Here, f D is the fraction of dimer that has undergone dissociation/denaturation. Similarly

$$[N_{2} ] = (1 - f_{D} )P_{t} .$$
(43)

The equilibrium constant is thus written as

$$K_{p} (T) = \frac{{[D]^{2} }}{{[N_{2} ]}} = \frac{{4f_{D}^{2} P_{t} }}{{(1 - f_{D} )}}.$$
(44)

We now need to define K(T ref) T ref is the temperature at which half the protein has undergone dissociation/denaturation, i.e., f D  = 0.5. We shall, however, also define T ref in terms of a reference concentration P ref:

$$K_{p} (T_{\text{ref}} ) = \frac{{4 \times 0.5^{2} \times P_{\text{ref}} }}{(1 - 0.5)} = 2P_{\text{ref}} .$$
(45)

Substituting Eqs. 44 and 45 into Eq. 33 gives

$$\frac{{2f_{D}^{2} }}{{(1 - f_{D} )}}\frac{{P_{t} }}{{P_{\text{ref}} }} = \exp \left[ \begin{aligned} \frac{{\Delta H_{{VH,{\text{ref}}}} }}{R}\left( {\frac{1}{{T_{\text{ref}} }} - \frac{1}{T}} \right) + \left( {\frac{c - a}{R}} \right)\left( {{\text{In}}\frac{T}{{T_{\text{ref}} }}} \right) + \frac{{T_{\text{ref}} }}{T} - 1 \hfill \\ ... + \frac{(d - b)}{2R}\left( {T - T_{\text{ref}} - T_{\text{ref}}^{2} \left( {\frac{1}{{T_{\text{ref}} }} - \frac{1}{T}} \right)} \right) \hfill \\ \end{aligned} \right].$$
(46)

Equation 46 is a quadratic expression in terms of f D . As before, if we define all the parameters on the right-hand side (the values are shown below) as well as the concentrations, we can calculate f D using the normal solution for quadratic equations. These values are then used in Eq. 29 to simulate the HSDSC signal.

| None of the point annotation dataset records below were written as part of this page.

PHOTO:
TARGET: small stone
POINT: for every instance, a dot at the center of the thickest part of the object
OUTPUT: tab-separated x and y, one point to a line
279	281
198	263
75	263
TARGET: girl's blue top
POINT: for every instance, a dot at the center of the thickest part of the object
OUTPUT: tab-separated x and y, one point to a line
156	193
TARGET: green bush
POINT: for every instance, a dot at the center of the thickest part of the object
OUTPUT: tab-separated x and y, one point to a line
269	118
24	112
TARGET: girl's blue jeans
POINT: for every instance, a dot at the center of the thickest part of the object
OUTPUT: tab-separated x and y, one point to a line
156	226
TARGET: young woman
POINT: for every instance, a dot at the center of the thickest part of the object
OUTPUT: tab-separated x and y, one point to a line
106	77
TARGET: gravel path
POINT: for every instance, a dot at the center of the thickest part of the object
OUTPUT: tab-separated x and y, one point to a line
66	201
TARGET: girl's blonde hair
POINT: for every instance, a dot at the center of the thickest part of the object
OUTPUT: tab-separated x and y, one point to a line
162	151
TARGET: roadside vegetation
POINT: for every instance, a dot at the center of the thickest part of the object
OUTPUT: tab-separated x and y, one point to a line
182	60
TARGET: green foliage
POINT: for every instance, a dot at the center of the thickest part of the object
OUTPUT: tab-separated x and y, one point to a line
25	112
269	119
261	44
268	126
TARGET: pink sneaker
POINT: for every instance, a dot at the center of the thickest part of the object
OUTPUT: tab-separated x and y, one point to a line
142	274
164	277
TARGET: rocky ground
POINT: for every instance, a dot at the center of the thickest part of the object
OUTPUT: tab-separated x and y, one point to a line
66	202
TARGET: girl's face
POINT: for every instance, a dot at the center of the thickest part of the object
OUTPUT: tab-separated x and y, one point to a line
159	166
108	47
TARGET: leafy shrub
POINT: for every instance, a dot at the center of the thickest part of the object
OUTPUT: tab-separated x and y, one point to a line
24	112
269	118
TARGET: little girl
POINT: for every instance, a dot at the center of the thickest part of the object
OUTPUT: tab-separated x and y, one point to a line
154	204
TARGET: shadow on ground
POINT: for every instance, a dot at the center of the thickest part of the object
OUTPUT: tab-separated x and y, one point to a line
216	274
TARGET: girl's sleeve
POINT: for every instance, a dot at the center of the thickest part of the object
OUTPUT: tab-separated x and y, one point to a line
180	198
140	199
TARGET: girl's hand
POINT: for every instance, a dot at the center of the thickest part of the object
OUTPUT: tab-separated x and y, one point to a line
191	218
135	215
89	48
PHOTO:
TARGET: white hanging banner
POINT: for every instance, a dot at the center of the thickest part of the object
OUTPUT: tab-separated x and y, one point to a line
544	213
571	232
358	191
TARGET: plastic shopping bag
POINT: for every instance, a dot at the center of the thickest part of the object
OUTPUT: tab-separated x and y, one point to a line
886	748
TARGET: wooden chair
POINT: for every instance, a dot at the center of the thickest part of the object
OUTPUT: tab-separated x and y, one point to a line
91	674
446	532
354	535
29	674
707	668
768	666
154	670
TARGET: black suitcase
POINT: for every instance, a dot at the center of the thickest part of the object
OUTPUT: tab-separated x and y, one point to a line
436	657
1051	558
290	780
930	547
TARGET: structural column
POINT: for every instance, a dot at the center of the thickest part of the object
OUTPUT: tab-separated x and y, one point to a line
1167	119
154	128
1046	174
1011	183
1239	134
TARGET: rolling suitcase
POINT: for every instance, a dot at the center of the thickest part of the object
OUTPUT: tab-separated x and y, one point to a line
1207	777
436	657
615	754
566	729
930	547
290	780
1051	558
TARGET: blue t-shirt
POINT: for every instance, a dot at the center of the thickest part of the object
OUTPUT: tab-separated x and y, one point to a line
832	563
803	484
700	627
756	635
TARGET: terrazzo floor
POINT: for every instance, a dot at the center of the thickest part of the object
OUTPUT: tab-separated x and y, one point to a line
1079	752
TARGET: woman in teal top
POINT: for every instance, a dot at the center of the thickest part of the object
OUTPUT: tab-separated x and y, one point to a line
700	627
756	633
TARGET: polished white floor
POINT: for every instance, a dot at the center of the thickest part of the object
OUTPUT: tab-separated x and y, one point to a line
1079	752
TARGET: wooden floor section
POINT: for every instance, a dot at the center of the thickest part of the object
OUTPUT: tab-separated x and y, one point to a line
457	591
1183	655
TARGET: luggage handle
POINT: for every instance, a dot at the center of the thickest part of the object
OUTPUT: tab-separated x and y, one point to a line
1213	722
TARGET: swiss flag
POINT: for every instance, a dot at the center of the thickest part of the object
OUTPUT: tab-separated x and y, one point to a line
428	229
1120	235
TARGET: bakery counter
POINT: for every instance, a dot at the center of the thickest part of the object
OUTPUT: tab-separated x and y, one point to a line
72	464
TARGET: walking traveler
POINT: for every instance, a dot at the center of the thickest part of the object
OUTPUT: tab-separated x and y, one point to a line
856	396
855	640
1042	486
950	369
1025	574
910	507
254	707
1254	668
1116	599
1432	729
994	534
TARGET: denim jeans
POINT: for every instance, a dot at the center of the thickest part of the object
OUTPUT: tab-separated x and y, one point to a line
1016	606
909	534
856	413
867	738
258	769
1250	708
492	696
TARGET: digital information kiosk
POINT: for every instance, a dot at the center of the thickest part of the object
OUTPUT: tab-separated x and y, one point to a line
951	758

For the simulation of the HSDSC signal shown in Fig. 12, the data displayed in Table 4 was used and it was assumed that P t  = P ref. Comparison between the data provided by Sturtevant et al. [8] and Fig. 13 shows that the simulation captures the major features of the experimental data. The heat capacity is temperature dependent, and the signal shows distinct asymmetry. Moreover, in Figs. 12 and 13, it is shown that T ref does not correspond to the temperature of maximum excess heat capacity. If we change the protein concentration, then we can show that the signal shifts to higher temperature ranges when the concentration is increased and to lower temperature ranges when the concentration is lowered in line with experimental observations [8]. The observant reader will no doubt detect that the signals appear larger at higher concentrations. This is to be expected, since the transitions occur over higher temperature ranges at higher protein concentrations and the positive heat capacity change thus results in increases in both the calorimetric and van’t Hoff enthalpies.

Fig. 12
figure 12

Simulation of dissociative unfolding of a dimer protein complex. The blue line shows the location of T ref the temperature at which half the protein has undergone the thermal transition

Fig. 13
figure 13

Simulation showing the effect of concentration upon thermal transition shown in Fig. 12

Concluding remarks

The aim of this article has been to examine the thermodynamics of temperature induced changes in aqueous protein systems as detected by scanning calorimetry. I have tried to show how through the use of simple models of protein unfolding and through the application of familiar thermodynamic relationships, the scanning calorimetric signals can be simulated and fitted to these models. The text, however, does come with a caveat. Calorimetric signals can be, and very often are, over interpreted. The model selected must fit the known attributes of the thermally induced transition. It is not uncommon to see novices try to fit a dissociation transition (that always shows a distinct asymmetric peak) to a model that involves several independent transitions using the software supplied by the instrument manufacturer. The better the novice understands, the underpinning science of signal creation the more likely they shall be able to correctly interpret that signal.